By: Nick Spencer, Elizabeth Englehart, Sam Marcoe, and Grayson Windle
Introduction:
In Dan Meyer’s “Circles and Squares” video found at http://www.101qs.com/2859, we find a square and a circle on a number line ranging from 0 to 40. We also notice that the sizes of the two geometrical figures change depending on their position on the number line, indicating some sort of relationship between the two shapes and their respective positions.
Group Findings:
The video raises several questions, including the obvious “What is this relationship?”. Our group first began by trying to answer another question, “When are the areas of the two shapes equal?” In the above screenshot of the video, we see that the circle and the square seem nearly equal in size in this position. After some investigation, we found that the areas of the two shapes are equal when the distance from where the shapes touch and the end of the number line is 21.2 to the left and 18.8 to the right. We were able to test this by visually seeing they are nearly the same in size at 20, and then by measuring the side length of the square and the radius of the circle with some guess-and-check methods.

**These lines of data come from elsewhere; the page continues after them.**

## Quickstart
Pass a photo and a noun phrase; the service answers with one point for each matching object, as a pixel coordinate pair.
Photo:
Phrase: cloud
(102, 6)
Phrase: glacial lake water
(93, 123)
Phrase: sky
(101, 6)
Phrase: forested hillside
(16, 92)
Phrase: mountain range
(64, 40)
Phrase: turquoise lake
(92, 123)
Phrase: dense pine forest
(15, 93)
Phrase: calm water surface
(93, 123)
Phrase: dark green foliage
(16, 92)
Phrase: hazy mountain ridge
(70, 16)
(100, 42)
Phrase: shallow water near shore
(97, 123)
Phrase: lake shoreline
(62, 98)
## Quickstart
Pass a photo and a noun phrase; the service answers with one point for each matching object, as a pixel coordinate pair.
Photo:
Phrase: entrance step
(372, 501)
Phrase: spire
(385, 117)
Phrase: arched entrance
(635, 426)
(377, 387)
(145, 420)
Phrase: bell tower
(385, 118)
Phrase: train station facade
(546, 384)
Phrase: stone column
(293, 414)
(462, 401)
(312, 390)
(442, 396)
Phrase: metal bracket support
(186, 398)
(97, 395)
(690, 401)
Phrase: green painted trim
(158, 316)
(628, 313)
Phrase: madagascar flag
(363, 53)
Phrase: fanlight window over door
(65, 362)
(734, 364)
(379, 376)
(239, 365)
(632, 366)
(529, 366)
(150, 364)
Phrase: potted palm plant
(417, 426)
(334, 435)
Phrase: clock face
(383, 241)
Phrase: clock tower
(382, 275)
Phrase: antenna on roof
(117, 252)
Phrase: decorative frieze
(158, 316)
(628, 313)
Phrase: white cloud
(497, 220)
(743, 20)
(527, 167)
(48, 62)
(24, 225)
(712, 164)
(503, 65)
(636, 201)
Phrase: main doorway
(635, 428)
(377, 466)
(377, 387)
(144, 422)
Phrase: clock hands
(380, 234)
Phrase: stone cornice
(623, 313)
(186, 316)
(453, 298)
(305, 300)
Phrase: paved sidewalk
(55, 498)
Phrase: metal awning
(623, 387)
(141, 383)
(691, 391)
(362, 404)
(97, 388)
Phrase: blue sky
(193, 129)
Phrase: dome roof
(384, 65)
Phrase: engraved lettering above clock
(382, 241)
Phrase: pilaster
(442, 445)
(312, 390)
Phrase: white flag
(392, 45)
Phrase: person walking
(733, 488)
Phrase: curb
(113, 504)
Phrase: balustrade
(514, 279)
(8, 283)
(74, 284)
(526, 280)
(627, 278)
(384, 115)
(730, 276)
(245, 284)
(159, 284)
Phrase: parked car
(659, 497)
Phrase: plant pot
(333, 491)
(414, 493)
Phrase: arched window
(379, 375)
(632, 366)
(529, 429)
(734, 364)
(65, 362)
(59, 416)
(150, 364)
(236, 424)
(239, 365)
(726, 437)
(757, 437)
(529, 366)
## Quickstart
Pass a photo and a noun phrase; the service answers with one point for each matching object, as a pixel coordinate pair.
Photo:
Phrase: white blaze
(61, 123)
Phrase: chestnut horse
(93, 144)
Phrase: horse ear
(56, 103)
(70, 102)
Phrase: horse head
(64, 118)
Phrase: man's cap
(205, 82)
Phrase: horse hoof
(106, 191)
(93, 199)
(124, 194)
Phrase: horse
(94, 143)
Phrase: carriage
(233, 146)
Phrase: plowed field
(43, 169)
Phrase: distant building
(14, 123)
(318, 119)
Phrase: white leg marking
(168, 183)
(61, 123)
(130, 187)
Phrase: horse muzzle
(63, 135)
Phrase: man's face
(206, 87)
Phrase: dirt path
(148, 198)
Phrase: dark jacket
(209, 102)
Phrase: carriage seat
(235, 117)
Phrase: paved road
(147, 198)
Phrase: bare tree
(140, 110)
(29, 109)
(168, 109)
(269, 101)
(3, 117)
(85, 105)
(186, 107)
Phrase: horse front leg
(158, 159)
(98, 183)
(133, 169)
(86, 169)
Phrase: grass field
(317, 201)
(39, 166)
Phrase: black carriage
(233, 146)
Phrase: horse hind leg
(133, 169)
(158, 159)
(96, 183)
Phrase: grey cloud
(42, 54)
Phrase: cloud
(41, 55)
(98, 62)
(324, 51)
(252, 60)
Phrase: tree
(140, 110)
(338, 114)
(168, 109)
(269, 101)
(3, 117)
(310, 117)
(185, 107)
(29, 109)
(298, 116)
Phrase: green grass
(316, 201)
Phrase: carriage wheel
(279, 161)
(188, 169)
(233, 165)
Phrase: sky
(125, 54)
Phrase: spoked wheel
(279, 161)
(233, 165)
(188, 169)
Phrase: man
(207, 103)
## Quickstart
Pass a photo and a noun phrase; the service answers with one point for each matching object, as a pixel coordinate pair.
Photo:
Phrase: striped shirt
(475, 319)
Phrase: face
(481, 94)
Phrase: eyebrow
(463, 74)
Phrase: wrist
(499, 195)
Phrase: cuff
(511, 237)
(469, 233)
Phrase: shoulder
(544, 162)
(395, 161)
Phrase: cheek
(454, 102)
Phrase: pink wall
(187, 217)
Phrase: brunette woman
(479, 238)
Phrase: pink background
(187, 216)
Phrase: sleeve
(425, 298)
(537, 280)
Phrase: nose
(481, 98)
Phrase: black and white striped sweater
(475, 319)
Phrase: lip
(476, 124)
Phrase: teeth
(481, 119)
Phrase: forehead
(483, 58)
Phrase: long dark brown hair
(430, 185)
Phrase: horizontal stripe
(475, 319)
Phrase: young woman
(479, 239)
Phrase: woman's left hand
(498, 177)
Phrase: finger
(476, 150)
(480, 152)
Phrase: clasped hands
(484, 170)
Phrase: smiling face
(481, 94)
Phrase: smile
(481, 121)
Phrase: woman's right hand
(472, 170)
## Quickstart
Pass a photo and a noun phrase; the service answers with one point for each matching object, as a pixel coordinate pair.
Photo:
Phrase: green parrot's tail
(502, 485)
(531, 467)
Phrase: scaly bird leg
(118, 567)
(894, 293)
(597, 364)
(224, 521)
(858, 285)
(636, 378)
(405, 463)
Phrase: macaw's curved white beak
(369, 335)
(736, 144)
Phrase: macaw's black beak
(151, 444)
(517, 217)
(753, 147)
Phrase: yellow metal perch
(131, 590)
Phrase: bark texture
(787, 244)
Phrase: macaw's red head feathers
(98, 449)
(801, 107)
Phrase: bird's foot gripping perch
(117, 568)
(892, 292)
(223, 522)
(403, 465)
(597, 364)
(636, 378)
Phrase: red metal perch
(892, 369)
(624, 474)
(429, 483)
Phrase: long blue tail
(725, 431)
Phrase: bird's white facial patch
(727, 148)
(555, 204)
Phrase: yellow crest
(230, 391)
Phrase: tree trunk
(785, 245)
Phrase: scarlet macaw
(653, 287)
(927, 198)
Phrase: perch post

To find the precise answer, however, we found that you could use the quadratic formula, as well as a couple of other ways through investigating.
Classroom Adaptation:
This problem can be used in a variety of grade levels, particularly in a middle-school classroom. This problem utilizes algebraic, geometric, conceptual and problem-solving skills to solve. Teachers can aim for their students to approach this problem in a variety of ways, depending on whether they want this to be an algebra-heavy problem or more of a conceptual experience. This is a great example of a problem for students to practice the quadratic formula, but even better a problem for students to be able to find connections in mathematics, and use those connections to derive explanations for their findings.
CCSS:
CCSS.MATH.CONTENT.7.G.B.4
Know the formulas for the area and circumference of a circle and use them to solve problems; give an informal derivation of the relationship between the circumference and area of a circle.